Whether you attribute it to the #metoo movement or to the growing demand for fairer involvement by women in the entertainment industry or whether it would have happened regardless: You can use The Favourite as an example of a great movie featuring powerhouse performances from three excellent women.
Emma Stone, Olivia Coleman and Rachel Weisz are fantastic throughout and bring to life a story about love, power and betrayal that will shock, intrigue and best of all make you laugh. As for the Bechdel test, this movie passes with flying colours. In fact, it doesn’t rely upon a single man to hold together the story. This is about the three central women and they hold the film ably.
Olivia Coleman is Queen Anne, a fairly unhinged royal who is leaving the running of the country to her right hand woman and the politicians. Coleman is the star of the movie, managing to balance and tread the fine line between complete farce and out-right comedy for something much more dramatic. Queen Anne is a complicated figure and her hysteria has deeper meanings and reasons, which this movie explores subtly rather than just playing her off as a crazy queen.

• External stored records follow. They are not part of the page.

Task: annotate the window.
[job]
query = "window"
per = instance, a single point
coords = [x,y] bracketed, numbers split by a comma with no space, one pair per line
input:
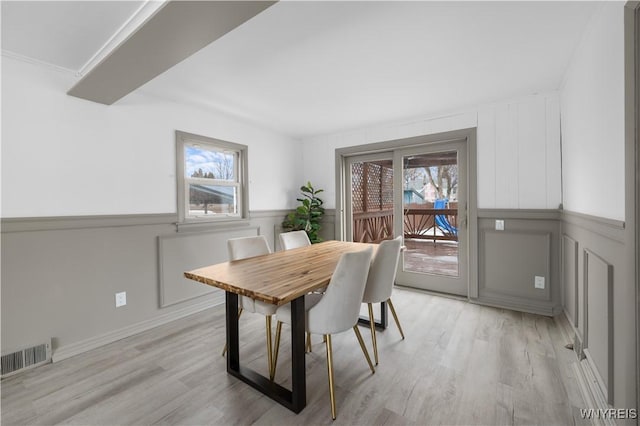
[212,179]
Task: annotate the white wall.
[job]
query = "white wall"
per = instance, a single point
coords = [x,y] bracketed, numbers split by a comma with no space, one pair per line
[592,105]
[63,156]
[518,150]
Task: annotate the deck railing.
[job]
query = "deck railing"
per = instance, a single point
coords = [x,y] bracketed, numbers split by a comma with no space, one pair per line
[373,227]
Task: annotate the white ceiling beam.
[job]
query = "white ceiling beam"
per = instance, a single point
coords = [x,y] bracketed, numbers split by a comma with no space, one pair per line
[176,31]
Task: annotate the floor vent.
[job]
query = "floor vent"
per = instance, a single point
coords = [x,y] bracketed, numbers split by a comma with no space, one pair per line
[23,359]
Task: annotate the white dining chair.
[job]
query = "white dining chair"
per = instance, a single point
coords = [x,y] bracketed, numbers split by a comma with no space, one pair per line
[335,311]
[243,248]
[294,239]
[380,281]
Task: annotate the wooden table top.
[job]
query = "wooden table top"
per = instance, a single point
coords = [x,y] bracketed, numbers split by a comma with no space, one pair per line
[279,277]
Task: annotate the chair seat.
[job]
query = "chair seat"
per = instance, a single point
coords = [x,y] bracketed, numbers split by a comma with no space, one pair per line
[283,314]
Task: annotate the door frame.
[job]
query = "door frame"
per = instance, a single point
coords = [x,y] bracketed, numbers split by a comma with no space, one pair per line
[463,135]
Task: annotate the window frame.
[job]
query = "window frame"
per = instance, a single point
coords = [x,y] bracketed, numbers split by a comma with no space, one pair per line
[241,179]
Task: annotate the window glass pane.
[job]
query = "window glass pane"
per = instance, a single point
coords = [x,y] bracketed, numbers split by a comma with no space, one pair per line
[212,199]
[209,163]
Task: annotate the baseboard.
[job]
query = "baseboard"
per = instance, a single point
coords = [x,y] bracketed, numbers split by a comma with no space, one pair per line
[91,343]
[514,305]
[585,375]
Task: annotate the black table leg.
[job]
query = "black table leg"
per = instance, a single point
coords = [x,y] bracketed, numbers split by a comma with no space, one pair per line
[294,399]
[382,325]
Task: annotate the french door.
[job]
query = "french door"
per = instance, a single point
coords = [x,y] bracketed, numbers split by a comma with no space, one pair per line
[421,194]
[431,201]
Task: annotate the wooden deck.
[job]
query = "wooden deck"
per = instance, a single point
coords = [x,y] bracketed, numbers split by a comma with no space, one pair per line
[427,257]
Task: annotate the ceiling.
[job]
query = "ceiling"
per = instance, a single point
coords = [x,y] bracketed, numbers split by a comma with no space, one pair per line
[308,68]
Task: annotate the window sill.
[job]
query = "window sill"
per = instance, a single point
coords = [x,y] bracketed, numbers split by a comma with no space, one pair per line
[211,225]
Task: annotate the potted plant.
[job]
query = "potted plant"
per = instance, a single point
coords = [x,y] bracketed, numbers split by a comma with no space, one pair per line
[308,215]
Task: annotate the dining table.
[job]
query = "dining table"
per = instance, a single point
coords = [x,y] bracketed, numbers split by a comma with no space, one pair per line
[276,278]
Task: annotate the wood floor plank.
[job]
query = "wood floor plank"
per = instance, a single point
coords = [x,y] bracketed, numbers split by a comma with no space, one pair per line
[459,364]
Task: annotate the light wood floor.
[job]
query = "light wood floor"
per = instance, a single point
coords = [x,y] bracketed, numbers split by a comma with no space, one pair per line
[460,364]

It leaves Rachel Weisz’s Lady Sarah to pretty much run the royal household, being the initial “favourite” of the Queen. Weisz relishes the hard, cold and brutally dismissive role and she disappears into it well. At first a character you will dislike, the plot manages to help you find sympathy as she begins to contend with an interloper who has found a way of her own into the favouritism of Queen Anne.
This is where Emma Stone’s Abigail enters. At first seemingly out-of-depth and out-of-place, through minor revelations you realise she is a person to watch and not to underestimate. Stone manages to slowly transform as the movie rolls along and goes from the naive, young handmaiden to something much more calculated. The flip of the two “favourites” as they fight for the place at the side of Queen Anne is done masterfully and subtly.
That rivalry and their political manoeuvring is the best aspect of the movie. Manipulation of Queen Anne, the politicians and each other makes for a compelling game of cat and mouse, with the roles reversing from scene to scene. The movie manages to flip your allegiances with each new moment and all three actresses clearly revel in the roles, both when being funny but also when being dramatic and there are very well-staged, darker undertones to the movie too.
Overall, The Favourite is a great, female-led movie which brings an effective mix of comedy and dark drama. The rivalry between Stone and Weisz is played perfectly, with great unexpected moments, but it is Olivia Coleman who manages to steal the movie with a larger than life but finely balanced portrayal of Queen Anne.